ClinicalTrials.Veeva

Menu

Dendritic Cells (DC) Vaccine for Metastatic Melanoma

J

John Kirkwood

Status and phase

Terminated
Phase 2

Conditions

Metastatic Melanoma

Treatments

Biological: Vaccination

Study type

Interventional

Funder types

Other
NIH

Identifiers

NCT01042366
5P01CA073743 (U.S. NIH Grant/Contract)
UPCI 01-171

Details and patient eligibility

About

The purpose of this study is to determine what effect using an experimental tumor vaccine (a substance or group of substances meant to cause the immune system to respond to a tumor) made using patients' own tumor cells and blood cells will have on their melanoma.

Full description

Historically, metastatic melanoma has been associated with a poor prognosis. Recently, numerous immunotherapeutic agents, particularly checkpoint inhibitors, have moved to the forefront of therapy. Checkpoint inhibitors such as ipilimumab, pembrolizumab, and nivolumab have revolutionized the treatment of melanoma. Despite this, not all patients respond to checkpoint inhibitors, and even patients who initially respond to checkpoint inhibitor therapy often later relapse (median response duration of 2 years); complete responses remain uncommon. Thus, more effective immunotherapies are clearly needed.

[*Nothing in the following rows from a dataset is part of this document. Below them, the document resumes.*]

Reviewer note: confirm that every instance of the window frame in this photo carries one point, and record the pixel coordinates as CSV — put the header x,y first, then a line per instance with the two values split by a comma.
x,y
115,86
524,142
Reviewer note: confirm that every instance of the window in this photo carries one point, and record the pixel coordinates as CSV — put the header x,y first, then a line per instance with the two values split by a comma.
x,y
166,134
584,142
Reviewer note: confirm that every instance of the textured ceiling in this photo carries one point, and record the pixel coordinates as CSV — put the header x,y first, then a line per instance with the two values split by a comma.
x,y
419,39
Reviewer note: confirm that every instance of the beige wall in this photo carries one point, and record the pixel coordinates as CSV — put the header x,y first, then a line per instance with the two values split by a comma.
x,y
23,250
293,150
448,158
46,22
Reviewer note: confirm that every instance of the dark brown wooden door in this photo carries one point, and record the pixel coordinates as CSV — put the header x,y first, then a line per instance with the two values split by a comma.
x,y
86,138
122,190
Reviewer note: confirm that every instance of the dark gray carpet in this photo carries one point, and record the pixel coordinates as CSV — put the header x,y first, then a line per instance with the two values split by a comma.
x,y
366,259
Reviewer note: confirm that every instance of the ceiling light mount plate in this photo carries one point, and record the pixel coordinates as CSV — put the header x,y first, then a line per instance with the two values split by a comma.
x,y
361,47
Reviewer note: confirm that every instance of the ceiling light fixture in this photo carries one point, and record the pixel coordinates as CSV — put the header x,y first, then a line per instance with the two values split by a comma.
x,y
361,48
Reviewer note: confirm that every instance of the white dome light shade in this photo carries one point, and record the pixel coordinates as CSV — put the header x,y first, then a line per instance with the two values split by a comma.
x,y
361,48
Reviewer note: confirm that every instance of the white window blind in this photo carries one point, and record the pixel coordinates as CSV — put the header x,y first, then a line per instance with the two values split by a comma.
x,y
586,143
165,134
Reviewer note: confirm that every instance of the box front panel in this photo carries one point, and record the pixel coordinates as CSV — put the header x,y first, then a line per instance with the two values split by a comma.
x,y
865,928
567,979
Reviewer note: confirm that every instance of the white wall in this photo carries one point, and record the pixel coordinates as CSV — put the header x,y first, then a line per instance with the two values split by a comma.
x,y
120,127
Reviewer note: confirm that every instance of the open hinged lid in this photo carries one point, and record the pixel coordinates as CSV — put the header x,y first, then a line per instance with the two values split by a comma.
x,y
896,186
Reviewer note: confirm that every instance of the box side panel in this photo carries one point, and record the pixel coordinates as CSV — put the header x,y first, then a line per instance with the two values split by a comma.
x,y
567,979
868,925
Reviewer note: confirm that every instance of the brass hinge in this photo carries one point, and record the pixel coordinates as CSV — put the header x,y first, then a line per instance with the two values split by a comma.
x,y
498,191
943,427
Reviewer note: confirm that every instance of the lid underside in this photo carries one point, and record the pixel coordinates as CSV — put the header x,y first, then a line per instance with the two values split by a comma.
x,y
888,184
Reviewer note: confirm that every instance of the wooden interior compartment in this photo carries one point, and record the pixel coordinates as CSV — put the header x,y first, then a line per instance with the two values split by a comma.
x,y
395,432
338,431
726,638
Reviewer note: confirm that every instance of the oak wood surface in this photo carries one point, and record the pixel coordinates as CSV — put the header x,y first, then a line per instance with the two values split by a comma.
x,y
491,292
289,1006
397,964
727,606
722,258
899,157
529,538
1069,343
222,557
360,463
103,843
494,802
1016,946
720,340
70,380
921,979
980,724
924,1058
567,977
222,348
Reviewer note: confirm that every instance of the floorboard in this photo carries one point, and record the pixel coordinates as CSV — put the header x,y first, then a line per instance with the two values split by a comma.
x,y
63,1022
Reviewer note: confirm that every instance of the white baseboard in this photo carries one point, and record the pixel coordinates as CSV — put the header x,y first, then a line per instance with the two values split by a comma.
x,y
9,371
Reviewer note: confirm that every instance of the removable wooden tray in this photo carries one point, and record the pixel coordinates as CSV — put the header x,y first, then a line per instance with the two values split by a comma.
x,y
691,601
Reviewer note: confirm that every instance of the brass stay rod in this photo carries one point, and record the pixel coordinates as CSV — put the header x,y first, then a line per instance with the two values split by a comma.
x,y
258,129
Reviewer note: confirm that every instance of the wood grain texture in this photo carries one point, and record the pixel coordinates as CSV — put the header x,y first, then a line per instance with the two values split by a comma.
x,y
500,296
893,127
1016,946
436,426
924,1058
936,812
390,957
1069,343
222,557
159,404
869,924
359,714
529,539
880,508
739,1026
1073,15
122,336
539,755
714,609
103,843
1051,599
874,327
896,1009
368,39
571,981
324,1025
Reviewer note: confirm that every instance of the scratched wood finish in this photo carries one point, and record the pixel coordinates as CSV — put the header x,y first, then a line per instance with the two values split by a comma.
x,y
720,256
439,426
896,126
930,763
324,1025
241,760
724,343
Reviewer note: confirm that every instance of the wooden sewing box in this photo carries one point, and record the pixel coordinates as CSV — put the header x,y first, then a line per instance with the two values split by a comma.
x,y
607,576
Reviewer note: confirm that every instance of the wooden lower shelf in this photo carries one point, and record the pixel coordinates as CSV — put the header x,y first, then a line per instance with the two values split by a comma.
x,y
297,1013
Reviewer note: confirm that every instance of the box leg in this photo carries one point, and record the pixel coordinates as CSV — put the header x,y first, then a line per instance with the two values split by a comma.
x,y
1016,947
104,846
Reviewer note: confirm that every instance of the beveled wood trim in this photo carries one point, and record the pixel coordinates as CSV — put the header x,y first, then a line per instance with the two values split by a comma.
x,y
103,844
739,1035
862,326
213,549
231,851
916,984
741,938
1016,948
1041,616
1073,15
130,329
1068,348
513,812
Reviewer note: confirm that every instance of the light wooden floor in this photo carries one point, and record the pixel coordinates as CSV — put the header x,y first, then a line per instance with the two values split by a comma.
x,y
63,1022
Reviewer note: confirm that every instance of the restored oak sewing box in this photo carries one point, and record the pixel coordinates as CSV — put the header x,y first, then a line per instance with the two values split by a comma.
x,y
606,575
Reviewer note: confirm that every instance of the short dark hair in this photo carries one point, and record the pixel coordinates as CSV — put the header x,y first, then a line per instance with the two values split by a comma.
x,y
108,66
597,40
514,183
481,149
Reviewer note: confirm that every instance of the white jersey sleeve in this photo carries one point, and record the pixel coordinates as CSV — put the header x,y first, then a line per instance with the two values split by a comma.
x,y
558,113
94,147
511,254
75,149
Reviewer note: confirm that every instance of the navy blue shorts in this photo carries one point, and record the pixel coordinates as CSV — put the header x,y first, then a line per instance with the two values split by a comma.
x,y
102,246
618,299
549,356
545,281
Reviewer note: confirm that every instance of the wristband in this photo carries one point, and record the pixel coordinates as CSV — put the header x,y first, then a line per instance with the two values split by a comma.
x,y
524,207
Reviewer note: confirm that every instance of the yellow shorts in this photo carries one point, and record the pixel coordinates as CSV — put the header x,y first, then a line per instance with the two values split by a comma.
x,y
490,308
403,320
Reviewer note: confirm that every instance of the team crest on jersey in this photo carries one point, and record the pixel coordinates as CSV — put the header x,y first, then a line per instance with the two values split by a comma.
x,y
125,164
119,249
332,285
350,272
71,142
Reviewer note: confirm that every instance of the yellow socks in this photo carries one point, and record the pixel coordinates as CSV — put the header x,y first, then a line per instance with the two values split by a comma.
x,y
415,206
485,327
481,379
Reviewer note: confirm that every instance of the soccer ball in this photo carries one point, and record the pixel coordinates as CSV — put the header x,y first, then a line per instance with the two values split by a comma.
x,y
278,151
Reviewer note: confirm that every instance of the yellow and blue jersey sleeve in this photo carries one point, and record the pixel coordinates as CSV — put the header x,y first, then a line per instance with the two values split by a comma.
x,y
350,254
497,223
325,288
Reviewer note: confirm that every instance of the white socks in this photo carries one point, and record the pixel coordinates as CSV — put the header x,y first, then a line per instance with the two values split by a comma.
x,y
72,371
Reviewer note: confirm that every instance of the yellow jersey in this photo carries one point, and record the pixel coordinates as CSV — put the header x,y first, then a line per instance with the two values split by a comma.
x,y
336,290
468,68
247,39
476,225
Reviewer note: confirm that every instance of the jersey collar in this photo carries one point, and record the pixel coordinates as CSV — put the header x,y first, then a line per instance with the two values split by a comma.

The concept of administering dendritic cell (DC)-based vaccines to prompt an immune response against tumor cells has shown promise in the treatment of advanced cancers. Sipuleucel-T, now FDA-approved for the treatment of advanced prostate cancer, is one such vaccine that consists of autologous antigen-presenting cell (APC) activated ex vivo by a fusion protein consisting of the antigen prostatic acid phosphatase (PAP) and granulocyte-macrophage colony stimulating factor (GM-CSF). Although response rates to Sipuleucel-T are low, recent studies suggest that DC vaccines have the potential to improve survival by increasing the breadth and diversity of melanoma-specific T cells.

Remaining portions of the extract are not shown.